Est-ce que la stratégie défensive de l'Ukraine ne va-t-elle pas entraîner de lourdes pertes ? Y aurait-il des solutions pour trouver des positions plus sécurisées pour les troupes ukrainiennes sur le front ?

Cette stratégie va soulever de nombreuses questions sur la problématique de l'artillerie et sur la capacité de frapper l’ennemi en profondeur, sur des territoires de plus en plus lointains.

La France a annoncé la livraison de 40 missiles SCALP, ayant une capacité de frappe dans la profondeur et la livraison de 50 bombes guidées A2SM par mois. Cela va constituer un véritable atout sur la ligne de front et dans la profondeur.
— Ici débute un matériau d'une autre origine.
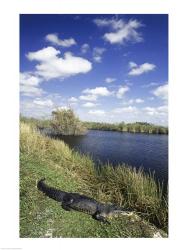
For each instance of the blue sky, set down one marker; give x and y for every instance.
(108, 68)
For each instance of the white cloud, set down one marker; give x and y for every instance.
(31, 91)
(27, 78)
(47, 103)
(53, 38)
(88, 97)
(89, 105)
(132, 65)
(121, 91)
(52, 66)
(110, 80)
(128, 109)
(157, 111)
(72, 99)
(98, 91)
(29, 84)
(122, 32)
(139, 100)
(140, 69)
(97, 54)
(161, 92)
(84, 48)
(151, 84)
(96, 112)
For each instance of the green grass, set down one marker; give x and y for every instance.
(70, 171)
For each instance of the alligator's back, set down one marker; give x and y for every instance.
(52, 193)
(83, 203)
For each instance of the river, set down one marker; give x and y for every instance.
(149, 151)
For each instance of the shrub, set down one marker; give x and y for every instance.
(65, 122)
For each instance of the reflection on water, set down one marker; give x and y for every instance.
(139, 150)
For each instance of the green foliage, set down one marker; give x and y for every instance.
(137, 127)
(65, 122)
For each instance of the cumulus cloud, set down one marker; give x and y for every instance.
(29, 84)
(157, 111)
(139, 100)
(110, 80)
(128, 109)
(29, 79)
(121, 91)
(89, 105)
(151, 84)
(72, 99)
(53, 38)
(31, 91)
(47, 103)
(93, 94)
(140, 69)
(97, 54)
(98, 91)
(96, 112)
(52, 66)
(121, 31)
(84, 48)
(88, 97)
(161, 92)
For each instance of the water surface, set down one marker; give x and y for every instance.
(139, 150)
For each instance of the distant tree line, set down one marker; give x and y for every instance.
(136, 127)
(65, 122)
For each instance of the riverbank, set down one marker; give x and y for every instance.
(65, 169)
(136, 127)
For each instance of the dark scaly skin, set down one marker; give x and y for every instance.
(81, 203)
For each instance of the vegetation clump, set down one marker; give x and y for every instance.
(65, 122)
(41, 156)
(136, 127)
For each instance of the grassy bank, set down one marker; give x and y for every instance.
(136, 127)
(68, 170)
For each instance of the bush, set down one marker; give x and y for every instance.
(65, 122)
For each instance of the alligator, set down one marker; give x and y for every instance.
(81, 203)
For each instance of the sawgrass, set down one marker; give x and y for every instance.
(66, 169)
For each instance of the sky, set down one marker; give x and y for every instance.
(107, 68)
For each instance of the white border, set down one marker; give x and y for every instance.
(9, 182)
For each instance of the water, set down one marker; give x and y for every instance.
(139, 150)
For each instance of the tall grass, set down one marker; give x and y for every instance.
(123, 185)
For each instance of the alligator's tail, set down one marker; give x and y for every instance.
(121, 210)
(51, 192)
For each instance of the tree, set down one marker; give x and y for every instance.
(65, 122)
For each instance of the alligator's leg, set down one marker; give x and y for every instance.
(99, 217)
(65, 207)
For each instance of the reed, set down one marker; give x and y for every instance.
(123, 185)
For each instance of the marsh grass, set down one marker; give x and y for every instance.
(75, 172)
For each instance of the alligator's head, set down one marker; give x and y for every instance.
(111, 211)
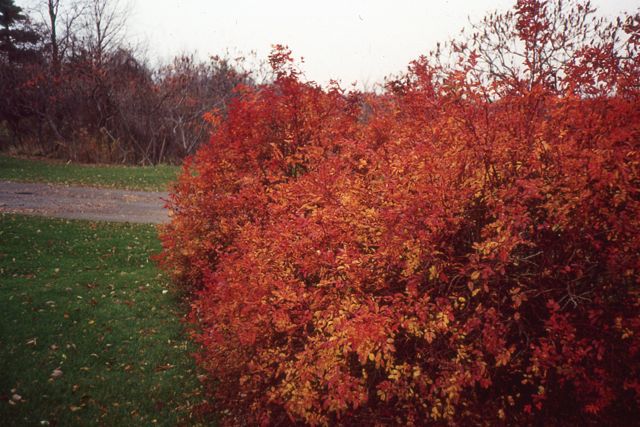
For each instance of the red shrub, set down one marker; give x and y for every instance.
(462, 250)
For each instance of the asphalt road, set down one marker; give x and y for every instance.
(95, 204)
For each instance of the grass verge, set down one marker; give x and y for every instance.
(90, 330)
(151, 178)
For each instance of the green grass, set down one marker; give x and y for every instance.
(85, 299)
(153, 178)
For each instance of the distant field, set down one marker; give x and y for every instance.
(90, 330)
(152, 178)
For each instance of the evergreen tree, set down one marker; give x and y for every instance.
(17, 37)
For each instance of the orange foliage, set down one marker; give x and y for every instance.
(462, 249)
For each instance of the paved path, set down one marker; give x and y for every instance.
(94, 204)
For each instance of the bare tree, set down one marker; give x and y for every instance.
(105, 24)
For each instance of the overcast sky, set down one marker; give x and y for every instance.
(347, 40)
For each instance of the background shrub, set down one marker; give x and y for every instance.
(459, 249)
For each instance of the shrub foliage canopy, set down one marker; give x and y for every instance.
(462, 248)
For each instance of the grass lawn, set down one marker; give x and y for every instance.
(90, 330)
(154, 178)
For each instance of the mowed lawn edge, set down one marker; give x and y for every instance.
(145, 178)
(91, 330)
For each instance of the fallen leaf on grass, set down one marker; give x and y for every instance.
(57, 373)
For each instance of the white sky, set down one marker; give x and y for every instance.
(346, 40)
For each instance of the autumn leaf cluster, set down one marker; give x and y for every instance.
(461, 249)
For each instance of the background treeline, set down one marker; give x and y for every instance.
(71, 88)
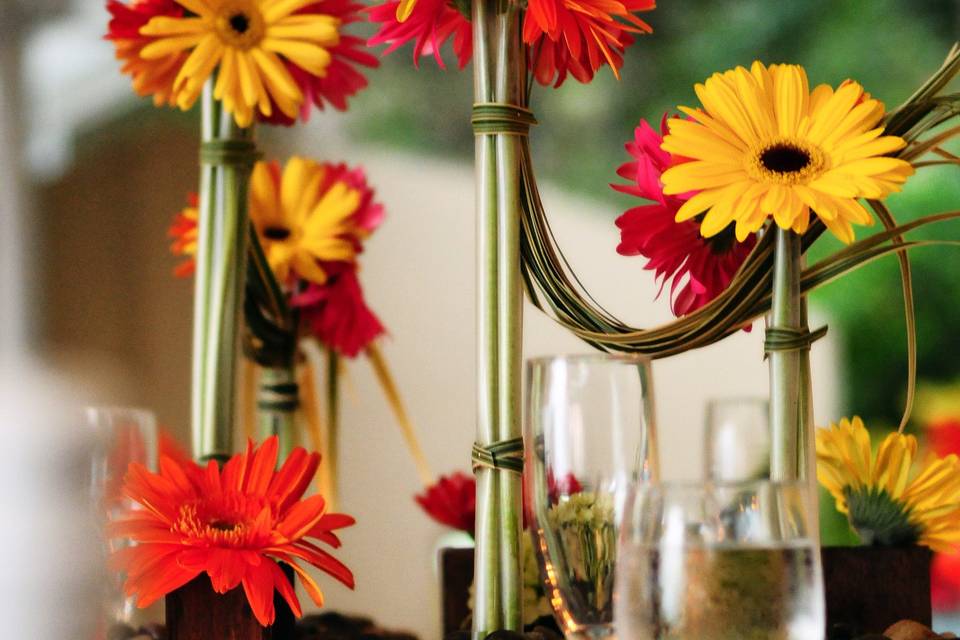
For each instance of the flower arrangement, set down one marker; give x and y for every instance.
(739, 188)
(273, 252)
(311, 242)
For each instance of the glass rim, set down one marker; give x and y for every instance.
(705, 485)
(736, 398)
(93, 410)
(595, 356)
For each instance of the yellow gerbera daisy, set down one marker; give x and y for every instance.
(884, 501)
(764, 145)
(303, 218)
(249, 40)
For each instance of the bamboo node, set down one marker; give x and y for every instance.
(789, 339)
(506, 455)
(239, 153)
(490, 118)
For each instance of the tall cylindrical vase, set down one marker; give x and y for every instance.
(227, 155)
(788, 339)
(498, 85)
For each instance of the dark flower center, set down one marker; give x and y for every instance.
(723, 242)
(223, 525)
(879, 519)
(784, 158)
(276, 233)
(240, 22)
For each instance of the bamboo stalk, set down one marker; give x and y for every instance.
(277, 406)
(487, 613)
(509, 88)
(219, 283)
(787, 401)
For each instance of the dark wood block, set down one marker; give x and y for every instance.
(869, 588)
(196, 612)
(456, 576)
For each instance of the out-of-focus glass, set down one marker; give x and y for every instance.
(737, 440)
(125, 435)
(719, 562)
(589, 436)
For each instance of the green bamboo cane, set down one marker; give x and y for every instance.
(486, 610)
(277, 403)
(788, 403)
(511, 75)
(227, 155)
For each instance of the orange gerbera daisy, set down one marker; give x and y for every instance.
(581, 35)
(150, 78)
(234, 524)
(184, 233)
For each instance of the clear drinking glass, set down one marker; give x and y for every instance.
(589, 436)
(737, 440)
(124, 435)
(719, 562)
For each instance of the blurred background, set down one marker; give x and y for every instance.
(92, 176)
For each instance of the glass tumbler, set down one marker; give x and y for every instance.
(124, 435)
(589, 435)
(737, 440)
(719, 562)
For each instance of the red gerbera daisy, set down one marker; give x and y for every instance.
(452, 501)
(338, 315)
(184, 232)
(235, 525)
(580, 36)
(430, 24)
(698, 268)
(149, 77)
(342, 80)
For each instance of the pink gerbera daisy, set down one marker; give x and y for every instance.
(697, 268)
(430, 25)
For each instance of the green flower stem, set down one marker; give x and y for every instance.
(277, 407)
(333, 422)
(221, 268)
(498, 77)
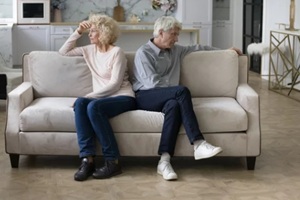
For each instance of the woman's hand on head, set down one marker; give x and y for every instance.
(83, 26)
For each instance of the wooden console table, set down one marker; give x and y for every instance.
(284, 63)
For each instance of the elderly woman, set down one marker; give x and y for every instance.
(112, 94)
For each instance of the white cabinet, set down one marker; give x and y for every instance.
(222, 34)
(194, 11)
(205, 33)
(28, 38)
(222, 31)
(59, 34)
(6, 46)
(196, 14)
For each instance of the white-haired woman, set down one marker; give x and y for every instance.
(112, 94)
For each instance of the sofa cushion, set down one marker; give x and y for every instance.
(220, 114)
(56, 114)
(215, 76)
(54, 75)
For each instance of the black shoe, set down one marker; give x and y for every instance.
(86, 169)
(111, 168)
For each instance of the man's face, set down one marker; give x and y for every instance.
(169, 38)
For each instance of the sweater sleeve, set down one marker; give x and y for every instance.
(69, 49)
(117, 77)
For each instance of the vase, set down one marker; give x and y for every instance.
(292, 15)
(57, 16)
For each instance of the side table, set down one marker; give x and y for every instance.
(284, 63)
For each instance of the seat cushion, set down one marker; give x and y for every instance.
(220, 114)
(56, 114)
(210, 73)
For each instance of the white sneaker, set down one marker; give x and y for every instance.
(206, 150)
(165, 169)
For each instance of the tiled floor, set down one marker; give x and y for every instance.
(277, 173)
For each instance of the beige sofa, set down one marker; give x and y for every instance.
(40, 119)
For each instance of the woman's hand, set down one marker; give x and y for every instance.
(83, 26)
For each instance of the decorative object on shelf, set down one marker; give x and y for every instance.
(164, 5)
(292, 16)
(134, 18)
(119, 12)
(58, 4)
(57, 16)
(57, 7)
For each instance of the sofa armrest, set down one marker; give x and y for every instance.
(17, 100)
(249, 100)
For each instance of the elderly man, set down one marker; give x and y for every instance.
(156, 85)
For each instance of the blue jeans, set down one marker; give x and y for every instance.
(176, 103)
(92, 122)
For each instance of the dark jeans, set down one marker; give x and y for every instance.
(176, 103)
(92, 122)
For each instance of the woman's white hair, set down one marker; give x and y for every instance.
(165, 23)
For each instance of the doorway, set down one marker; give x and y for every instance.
(252, 29)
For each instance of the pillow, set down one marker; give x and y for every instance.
(54, 75)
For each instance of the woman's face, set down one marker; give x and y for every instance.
(94, 34)
(169, 38)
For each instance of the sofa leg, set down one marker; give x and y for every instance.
(251, 163)
(14, 160)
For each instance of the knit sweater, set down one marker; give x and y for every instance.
(109, 69)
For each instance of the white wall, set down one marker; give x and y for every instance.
(237, 21)
(275, 12)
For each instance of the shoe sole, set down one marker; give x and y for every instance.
(111, 175)
(89, 175)
(208, 156)
(168, 179)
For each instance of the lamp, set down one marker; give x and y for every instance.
(292, 16)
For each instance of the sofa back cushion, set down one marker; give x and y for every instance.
(54, 75)
(210, 73)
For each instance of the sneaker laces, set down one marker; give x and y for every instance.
(207, 145)
(168, 168)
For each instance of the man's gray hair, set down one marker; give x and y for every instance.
(165, 23)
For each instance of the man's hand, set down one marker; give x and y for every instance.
(83, 26)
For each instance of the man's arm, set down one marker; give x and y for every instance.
(144, 71)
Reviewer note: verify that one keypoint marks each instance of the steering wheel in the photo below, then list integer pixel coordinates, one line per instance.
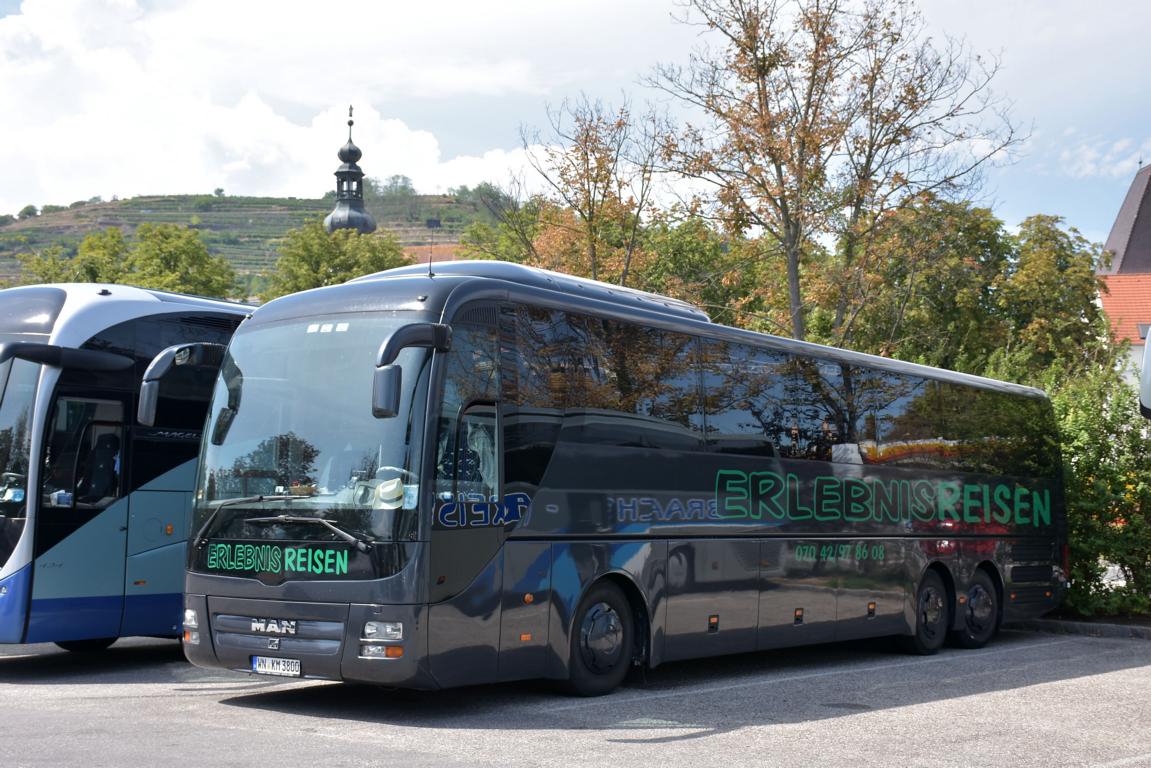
(401, 472)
L'arrivée des avions de combat F-16 est aussi prévue pour cette année 2024.

Tous ces moyens militaires et ces armes vont permettre à l'Ukraine de se défendre. Mais de là à relancer une contre-offensive pouvant casser le front russe et en particulier les fameuses lignes de défense, notamment dans le Donbass et du côté de Zaporijia, cela semble difficile.

Le problème logistique de l'Ukraine n'est-il pas lié aux difficultés pour les livraisons d'armes et à la faiblesse du soutien occidental ?

S'il n’y avait pas eu les livraisons occidentales, l'Ukraine aurait eu du mal à tenir face à la Russie. Malgré la résilience du peuple, malgré une volonté farouche, l'aide occidentale a bien permis à l'Ukraine de résister et de tenir. Il y a eu des difficultés logistiques liées à l’étendue du territoire ukrainien et entre la frontière polonaise et la ligne de front.

Mais l'aide occidentale a été conséquente depuis le début du conflit et a permis à l'Ukraine de tenir.

Les progrès et les avancées de la Russie sur le front n'ont-ils pas contraint l'Ukraine à adopter une stratégie plus défensive ?

Les Russes ont su, eux aussi, tirer des leçons des échecs des premiers mois de la guerre. Les Ukrainiens sont dans l'obligation de préserver leurs capacités humaines parce que le rapport de force est en faveur de la Russie. Les forces russes estiment qu’elles disposent de ressources humaines beaucoup plus conséquentes par rapport à Kiev.

La Russie a bel et bien progressé sur le front. Tactiquement, il n'en demeure pas moins que cela se fait au prix de pertes extrêmement importantes du côté russe.

Est-ce que le fait de s'appuyer sur une stratégie défensive est préjudiciable à l'effort de guerre de l'Ukraine ?

Il s’agit de la seule chose que puisse faire Kiev pour le moment, compte tenu de la réalité sur le front et des défenses russes. Sur le plan terrestre, il est difficile pour les Ukrainiens d'envisager autre chose qu'une stratégie défensive. Mais il y a des possibilités qui s’offrent à Kiev via des stratégies de contournement, notamment à travers les batailles navales qui sont très largement en défaveur de la marine russe. La situation en mer Noire est une succession d’humiliations pour la Russie. Mais les victoires navales ne permettront pas de gagner la guerre, même si Moscou n’est pas parvenu à contrôler la mer Noire. Cette situation est très humiliante pour la Russie.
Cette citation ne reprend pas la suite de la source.